[PATCH libreoffice-4-0] more regex fixes, fdo#60259 related

Eike Rathke (via Code Review) gerrit at gerrit.libreoffice.org
Tue Mar 12 03:53:04 PDT 2013


Hi,

I have submitted a patch for review:

    https://gerrit.libreoffice.org/2679

To pull it, you can do:

    git pull ssh://gerrit.libreoffice.org:29418/core refs/changes/79/2679/1

more regex fixes, fdo#60259 related

fdo#60259 prevent crash when searching backward for $ anchor regex

Old code wasn't prepared that searching for $ may actually return a
result set pointing behind the search string which it does with the ICU
regex engine.

(cherry picked from commit c00601dab0f5533b152cd63cec0a89bfec1ba95f)

Conflicts:
	i18npool/source/search/textsearch.cxx

regex: handle zero-length matches, fdo#60259 related

Also in backward search ignore all zero-length matches except the text
end single $ anchor search.
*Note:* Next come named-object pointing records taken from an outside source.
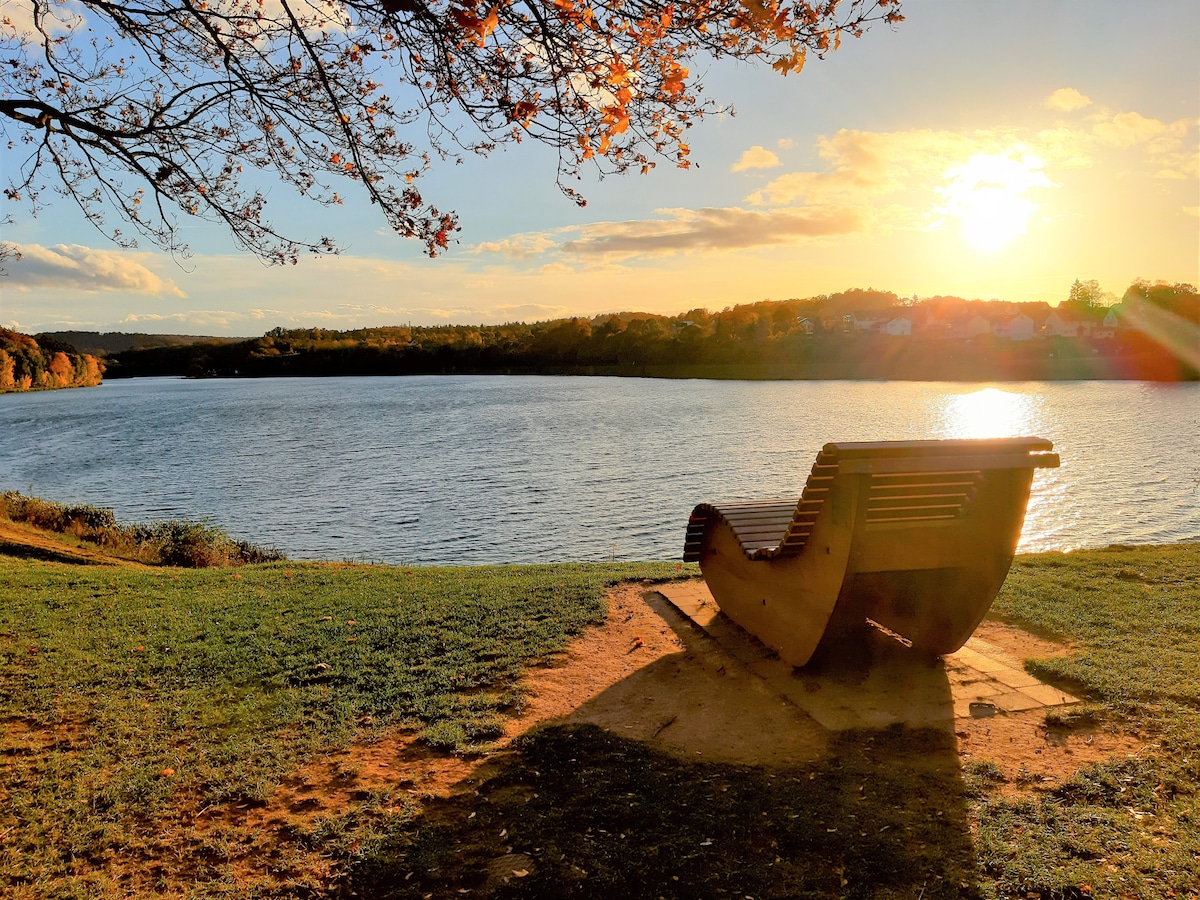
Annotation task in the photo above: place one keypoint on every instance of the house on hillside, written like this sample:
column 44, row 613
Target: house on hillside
column 973, row 327
column 867, row 322
column 1107, row 328
column 1018, row 328
column 1065, row 323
The anchor search is a valid match, treat it
as such in Writer.

This still doesn't solve the backward $ backward search, the convoluted
Writer code in that place apparently never worked, someone more familiar
with those internals should straighten out the mess.

(cherry picked from commit 3bc5cb3c485d67f1ce0541d349d11637f52ebda5)

regex: don't loop 10000 identical matches to find a single $ anchor

(cherry picked from commit ccc349d3abb70ef38cd2b7706da51b060a385908)

make forward replacement of $ work again, fdo#60259 related

broken with 3bc5cb3c485d67f1ce0541d349d11637f52ebda5

(cherry picked from commit d8dcfa0e5dbecf77c4d6a8d49caf61b339cf9b43)

Change-Id: I6b5eb28d0a54ceecb6873a3c05f18f70312ab1a2
---
M i18npool/source/search/textsearch.cxx
M sw/source/core/crsr/findtxt.cxx
2 files changed, 79 insertions(+), 33 deletions(-)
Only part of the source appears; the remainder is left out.